Here’s what we have in store for you in 2020:
• A hot new website.
• Three more newspapers every week.
• GIFs instead of pictures.
• Now, all the jokes are true. If we write a joke, it will happen.
• Little robots that will follow you around and read The Noser to you so you can go about your day hands-free.
• We paid a bunch of moms to name their babies “Noser.” In the year 2040, one dozen Nosers will write for The Noser. To us, that’s beautiful.
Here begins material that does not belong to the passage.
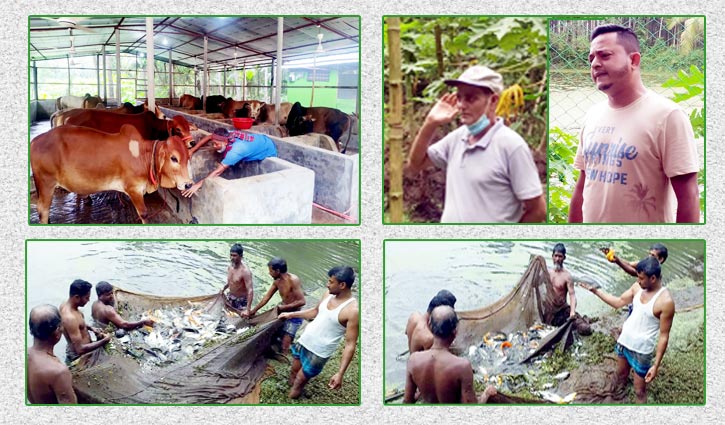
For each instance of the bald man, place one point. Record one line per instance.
(419, 335)
(49, 380)
(441, 376)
• Twitter! If you haven’t hear of it, it’s sort of like Facebook, but with a twist. Follow us @thebrownnoser99. Don’t follow the other 98 Brown Nosers. Those are all fan accounts.
• Everyone gets their own personal Noser writer. Reach out to yours at firstname.lastname@example.org.
• Weekly ragers. At our castle. You’re all invited!
• We’ll tuck you in every night and read you jokes until you fall asleep.
• Christina Paxson has promised to give all of our readers free money. Bring this issue to her office to get yours.